When we part, we stay close, foreheads nearly touching, breath mingling in the small space between us.
“I’m still mad at you,” Selene whispers.
“I know,” I reply.
“I’m mad that you ever thought dying neatly was the right move,” she continues, voice trembling slightly with the force ofit. “I’m mad that you carried that alone. I’m mad that I had to yank you out of it with my teeth.”
A rough, helpless laugh escapes me. “Fair.”
Selene’s eyes narrow, but there’s a flicker of humor there too, sharp and alive. “Don’t ‘fair’ me like you’re taking notes.”
“I am taking notes,” I murmur. “You’re terrifying.”
She huffs softly. “Good.”
We settle onto the couch together, not collapsing, not surrendering, but sitting in a way that keeps our bodies aligned, her shoulder against my chest, my bound wrists resting carefully so I don’t jostle her, so I don’t forget what she’s carrying. Selene shifts slightly, and I feel her hand drift again toward her abdomen, protective and instinctive, and the sight of it tightens something in my throat.
“You really want to do this,” she murmurs, as if asking the question out loud makes it more real.
“Yes,” I answer without hesitation. “I want the truth, and I want you, and I want the future you’re carrying to have a world that doesn’t call dead civilians acceptable.”
Selene is quiet for a long moment, then her voice comes softer, not weak, just tired. “I don’t know what kind of world that is.”
“Neither do I,” I admit. “But I know it won’t exist if we keep letting men like Vol decide what’s acceptable.”
Selene’s fingers tighten lightly on my shirt. “Then we keep pushing.”
“We keep pushing,” I agree.
Outside the suite, boots pass in the hallway, muffled by the privacy field, and the faint drone hum shifts as a patrol changes position. The institution is still there, watching, waiting, preparing its next containment move. The protests are still raging beyond the complex. The doctrine is still in play. The breach inquiry is still aimed at Selene like a loaded accusation.
None of that vanishes because we chose tenderness in a locked room.
But the tenderness changes something anyway, because it reminds us, in the most grounded and human way, that we are not only fighting against a machine—we are fighting for a life, for a future, for the right to remain people even when the tribunal wants us to be symbols.
Selene lifts her head and looks at me, eyes bright and steady now, the anger still there but braided with something firmer.
“Promise me,” she says.
I swallow. “What.”
“No more disappearing into silence,” she replies. “No more choosing martyrdom as a shortcut. No more letting them isolate me and calling it strategy.”

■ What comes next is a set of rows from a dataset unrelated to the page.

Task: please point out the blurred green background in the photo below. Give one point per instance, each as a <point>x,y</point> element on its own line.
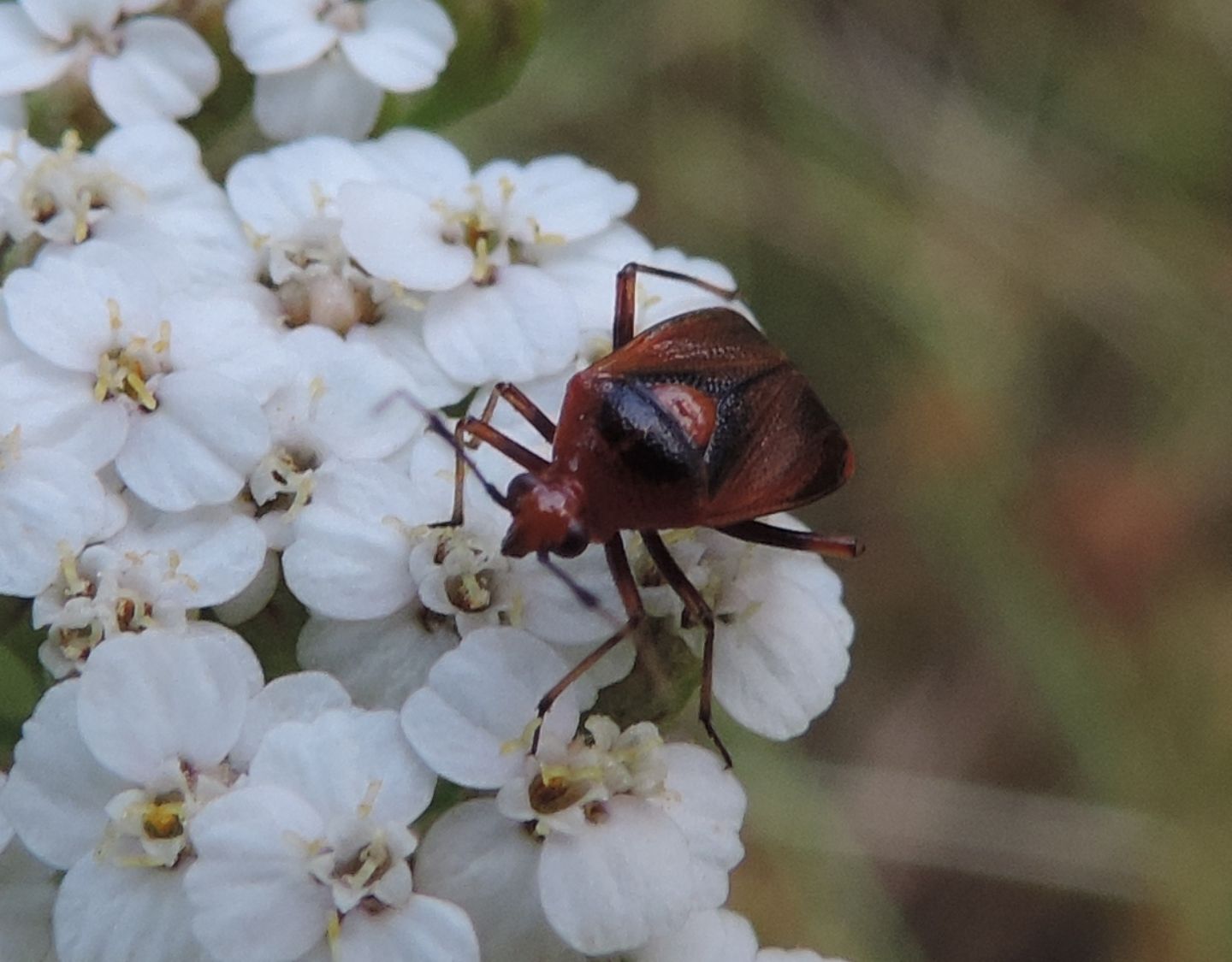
<point>997,237</point>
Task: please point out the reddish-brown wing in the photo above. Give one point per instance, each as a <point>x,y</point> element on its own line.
<point>774,446</point>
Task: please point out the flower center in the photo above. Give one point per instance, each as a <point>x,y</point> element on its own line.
<point>283,481</point>
<point>127,371</point>
<point>67,192</point>
<point>148,827</point>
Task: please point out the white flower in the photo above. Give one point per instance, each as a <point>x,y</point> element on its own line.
<point>352,541</point>
<point>286,200</point>
<point>633,836</point>
<point>318,839</point>
<point>139,68</point>
<point>346,400</point>
<point>50,506</point>
<point>475,240</point>
<point>110,774</point>
<point>142,184</point>
<point>716,935</point>
<point>181,378</point>
<point>781,632</point>
<point>27,892</point>
<point>471,721</point>
<point>5,827</point>
<point>324,67</point>
<point>151,574</point>
<point>719,935</point>
<point>380,662</point>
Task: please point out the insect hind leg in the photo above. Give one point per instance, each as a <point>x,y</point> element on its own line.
<point>618,564</point>
<point>829,546</point>
<point>700,612</point>
<point>626,296</point>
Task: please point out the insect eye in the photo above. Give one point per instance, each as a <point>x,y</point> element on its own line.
<point>518,486</point>
<point>574,541</point>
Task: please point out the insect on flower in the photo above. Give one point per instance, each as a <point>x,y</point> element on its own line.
<point>696,422</point>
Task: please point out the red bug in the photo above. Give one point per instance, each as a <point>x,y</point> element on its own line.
<point>696,422</point>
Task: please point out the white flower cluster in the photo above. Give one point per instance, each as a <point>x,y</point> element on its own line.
<point>321,66</point>
<point>207,392</point>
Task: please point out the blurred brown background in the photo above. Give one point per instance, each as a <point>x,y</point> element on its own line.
<point>997,237</point>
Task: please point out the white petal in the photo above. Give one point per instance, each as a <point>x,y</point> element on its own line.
<point>257,841</point>
<point>217,550</point>
<point>27,892</point>
<point>400,336</point>
<point>56,409</point>
<point>48,501</point>
<point>228,335</point>
<point>552,611</point>
<point>521,327</point>
<point>467,722</point>
<point>475,856</point>
<point>279,191</point>
<point>358,405</point>
<point>59,310</point>
<point>27,62</point>
<point>422,162</point>
<point>378,662</point>
<point>716,935</point>
<point>424,930</point>
<point>588,270</point>
<point>708,803</point>
<point>275,37</point>
<point>352,548</point>
<point>56,790</point>
<point>164,69</point>
<point>108,913</point>
<point>198,446</point>
<point>59,17</point>
<point>299,698</point>
<point>327,97</point>
<point>160,156</point>
<point>776,668</point>
<point>403,44</point>
<point>334,761</point>
<point>397,235</point>
<point>252,599</point>
<point>618,883</point>
<point>181,699</point>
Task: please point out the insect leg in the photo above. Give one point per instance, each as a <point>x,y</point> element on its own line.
<point>831,546</point>
<point>626,296</point>
<point>618,562</point>
<point>520,403</point>
<point>484,433</point>
<point>697,609</point>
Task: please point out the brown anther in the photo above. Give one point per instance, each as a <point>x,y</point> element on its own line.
<point>554,794</point>
<point>470,593</point>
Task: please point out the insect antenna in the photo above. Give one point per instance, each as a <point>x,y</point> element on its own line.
<point>587,598</point>
<point>439,428</point>
<point>436,425</point>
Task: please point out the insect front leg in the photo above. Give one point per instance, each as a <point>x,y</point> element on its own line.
<point>520,403</point>
<point>618,562</point>
<point>626,296</point>
<point>483,433</point>
<point>702,614</point>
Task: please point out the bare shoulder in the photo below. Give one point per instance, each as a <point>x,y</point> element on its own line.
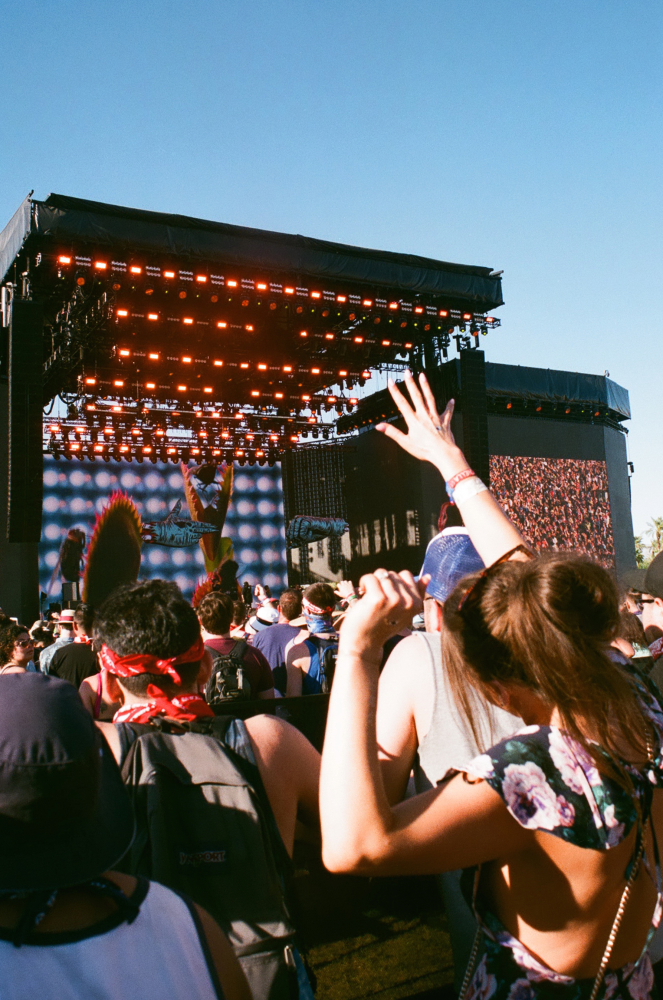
<point>297,650</point>
<point>112,738</point>
<point>271,735</point>
<point>407,685</point>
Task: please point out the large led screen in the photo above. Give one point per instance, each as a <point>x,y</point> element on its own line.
<point>75,492</point>
<point>558,503</point>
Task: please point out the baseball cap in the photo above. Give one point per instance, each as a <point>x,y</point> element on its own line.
<point>653,583</point>
<point>634,579</point>
<point>265,616</point>
<point>449,558</point>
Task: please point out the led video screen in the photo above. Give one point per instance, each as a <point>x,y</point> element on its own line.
<point>76,492</point>
<point>558,503</point>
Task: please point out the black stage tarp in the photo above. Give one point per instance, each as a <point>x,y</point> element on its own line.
<point>74,220</point>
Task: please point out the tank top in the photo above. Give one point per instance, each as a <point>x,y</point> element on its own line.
<point>313,678</point>
<point>162,954</point>
<point>449,744</point>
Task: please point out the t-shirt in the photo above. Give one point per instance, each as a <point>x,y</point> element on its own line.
<point>74,662</point>
<point>257,668</point>
<point>272,644</point>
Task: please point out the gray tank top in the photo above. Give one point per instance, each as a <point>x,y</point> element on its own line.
<point>449,743</point>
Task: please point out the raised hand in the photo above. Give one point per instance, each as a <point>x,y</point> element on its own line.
<point>345,589</point>
<point>429,436</point>
<point>389,602</point>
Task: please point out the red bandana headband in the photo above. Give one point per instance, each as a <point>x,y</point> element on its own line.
<point>146,663</point>
<point>313,609</point>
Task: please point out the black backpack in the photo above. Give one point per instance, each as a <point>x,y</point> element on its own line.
<point>327,652</point>
<point>229,680</point>
<point>205,827</point>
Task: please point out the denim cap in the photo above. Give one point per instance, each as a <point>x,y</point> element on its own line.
<point>449,558</point>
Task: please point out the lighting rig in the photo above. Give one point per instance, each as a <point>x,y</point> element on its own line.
<point>171,364</point>
<point>170,338</point>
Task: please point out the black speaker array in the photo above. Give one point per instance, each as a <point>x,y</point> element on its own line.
<point>25,472</point>
<point>474,411</point>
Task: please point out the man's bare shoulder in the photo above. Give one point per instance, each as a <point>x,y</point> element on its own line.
<point>413,653</point>
<point>109,730</point>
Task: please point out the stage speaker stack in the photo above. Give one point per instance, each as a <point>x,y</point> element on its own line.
<point>475,412</point>
<point>25,459</point>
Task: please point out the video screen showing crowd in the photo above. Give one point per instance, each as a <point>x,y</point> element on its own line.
<point>515,684</point>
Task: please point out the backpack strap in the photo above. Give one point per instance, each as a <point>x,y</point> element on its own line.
<point>238,651</point>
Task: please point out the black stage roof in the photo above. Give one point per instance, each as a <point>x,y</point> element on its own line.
<point>62,219</point>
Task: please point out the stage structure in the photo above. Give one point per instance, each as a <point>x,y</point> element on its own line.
<point>553,447</point>
<point>170,339</point>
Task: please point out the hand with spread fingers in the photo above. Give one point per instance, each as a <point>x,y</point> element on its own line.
<point>388,604</point>
<point>429,436</point>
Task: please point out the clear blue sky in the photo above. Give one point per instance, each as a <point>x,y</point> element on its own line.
<point>521,135</point>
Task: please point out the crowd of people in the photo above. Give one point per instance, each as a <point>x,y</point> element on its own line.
<point>557,503</point>
<point>496,723</point>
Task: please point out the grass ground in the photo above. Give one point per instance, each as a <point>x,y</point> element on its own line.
<point>380,938</point>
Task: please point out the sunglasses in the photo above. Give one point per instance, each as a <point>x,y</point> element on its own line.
<point>477,587</point>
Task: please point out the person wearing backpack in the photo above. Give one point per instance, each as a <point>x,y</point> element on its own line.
<point>71,925</point>
<point>216,800</point>
<point>310,663</point>
<point>239,672</point>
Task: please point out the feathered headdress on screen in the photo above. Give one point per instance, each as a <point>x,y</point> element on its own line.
<point>208,489</point>
<point>115,549</point>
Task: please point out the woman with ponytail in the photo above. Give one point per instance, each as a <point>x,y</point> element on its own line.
<point>558,824</point>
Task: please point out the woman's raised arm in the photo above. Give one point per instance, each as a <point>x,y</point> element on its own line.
<point>452,827</point>
<point>430,439</point>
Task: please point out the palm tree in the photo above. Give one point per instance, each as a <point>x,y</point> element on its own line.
<point>655,532</point>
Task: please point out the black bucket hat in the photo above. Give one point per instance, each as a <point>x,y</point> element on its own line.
<point>65,816</point>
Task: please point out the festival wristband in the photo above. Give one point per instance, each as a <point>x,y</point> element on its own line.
<point>458,478</point>
<point>468,488</point>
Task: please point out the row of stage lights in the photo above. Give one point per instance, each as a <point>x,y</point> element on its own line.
<point>126,385</point>
<point>345,337</point>
<point>168,275</point>
<point>127,453</point>
<point>96,407</point>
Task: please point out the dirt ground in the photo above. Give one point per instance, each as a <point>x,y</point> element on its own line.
<point>380,938</point>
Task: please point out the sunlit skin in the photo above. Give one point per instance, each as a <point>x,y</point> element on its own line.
<point>558,899</point>
<point>22,653</point>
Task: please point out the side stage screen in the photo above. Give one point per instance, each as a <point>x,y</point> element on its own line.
<point>558,503</point>
<point>75,492</point>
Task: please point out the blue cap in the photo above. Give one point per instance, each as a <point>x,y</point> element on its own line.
<point>450,556</point>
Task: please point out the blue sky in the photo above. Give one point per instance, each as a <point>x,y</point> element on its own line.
<point>524,136</point>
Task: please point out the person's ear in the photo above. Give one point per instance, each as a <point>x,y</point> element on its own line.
<point>115,690</point>
<point>205,671</point>
<point>499,695</point>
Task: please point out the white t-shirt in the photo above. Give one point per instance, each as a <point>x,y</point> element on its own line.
<point>159,956</point>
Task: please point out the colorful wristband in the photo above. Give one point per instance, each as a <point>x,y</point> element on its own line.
<point>458,478</point>
<point>469,488</point>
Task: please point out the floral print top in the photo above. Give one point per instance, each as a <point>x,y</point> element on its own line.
<point>549,782</point>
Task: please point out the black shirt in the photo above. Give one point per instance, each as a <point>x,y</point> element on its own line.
<point>74,662</point>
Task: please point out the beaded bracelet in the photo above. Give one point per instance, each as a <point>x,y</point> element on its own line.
<point>468,488</point>
<point>458,478</point>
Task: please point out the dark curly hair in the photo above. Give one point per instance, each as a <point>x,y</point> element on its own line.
<point>8,636</point>
<point>149,617</point>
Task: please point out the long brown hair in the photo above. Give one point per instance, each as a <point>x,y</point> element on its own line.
<point>546,624</point>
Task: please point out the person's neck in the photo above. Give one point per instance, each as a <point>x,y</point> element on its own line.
<point>532,709</point>
<point>213,635</point>
<point>129,699</point>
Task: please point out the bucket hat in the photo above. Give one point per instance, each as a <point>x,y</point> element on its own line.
<point>65,816</point>
<point>653,582</point>
<point>449,558</point>
<point>265,616</point>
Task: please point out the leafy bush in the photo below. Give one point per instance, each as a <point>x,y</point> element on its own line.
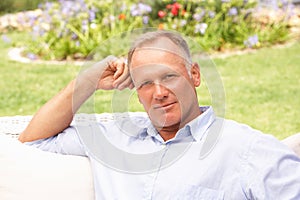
<point>17,5</point>
<point>72,29</point>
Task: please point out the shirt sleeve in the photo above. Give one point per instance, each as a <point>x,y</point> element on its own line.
<point>66,142</point>
<point>273,170</point>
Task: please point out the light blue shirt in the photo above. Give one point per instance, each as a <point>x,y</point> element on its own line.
<point>209,158</point>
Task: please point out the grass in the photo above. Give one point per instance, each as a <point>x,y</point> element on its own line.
<point>262,88</point>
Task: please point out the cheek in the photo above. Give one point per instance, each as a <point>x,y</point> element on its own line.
<point>144,98</point>
<point>182,89</point>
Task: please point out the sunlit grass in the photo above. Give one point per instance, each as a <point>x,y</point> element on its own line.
<point>262,88</point>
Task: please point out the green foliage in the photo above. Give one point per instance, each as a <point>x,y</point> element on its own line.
<point>18,5</point>
<point>73,29</point>
<point>262,88</point>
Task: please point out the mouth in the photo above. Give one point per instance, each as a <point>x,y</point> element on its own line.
<point>163,106</point>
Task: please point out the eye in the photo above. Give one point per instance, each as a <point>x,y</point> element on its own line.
<point>145,84</point>
<point>169,77</point>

I hold her gaze. “I promise.”
Selene exhales slowly, then presses her forehead to mine again, and for a moment the world feels small enough to hold.
“Okay,” she whispers.
CHAPTER 25
SELENE
The tribunal building smells like overheated circuitry and panic sweat—like someone’s been running a marathon inside a server room. The air is too cold for how crowded it is, but the cold doesn’t help; it just makes the tension feel sharper, like it could cut skin.
I push through a knot of aides and security at the corridor intersection outside Chamber B. Someone’s voice cracks—laughing, maybe, or crying—and then another voice snaps back, “Not here. Not now,” like the floor itself is wired to record weakness.
My compad is vibrating so steadily it’s basically purring in my palm.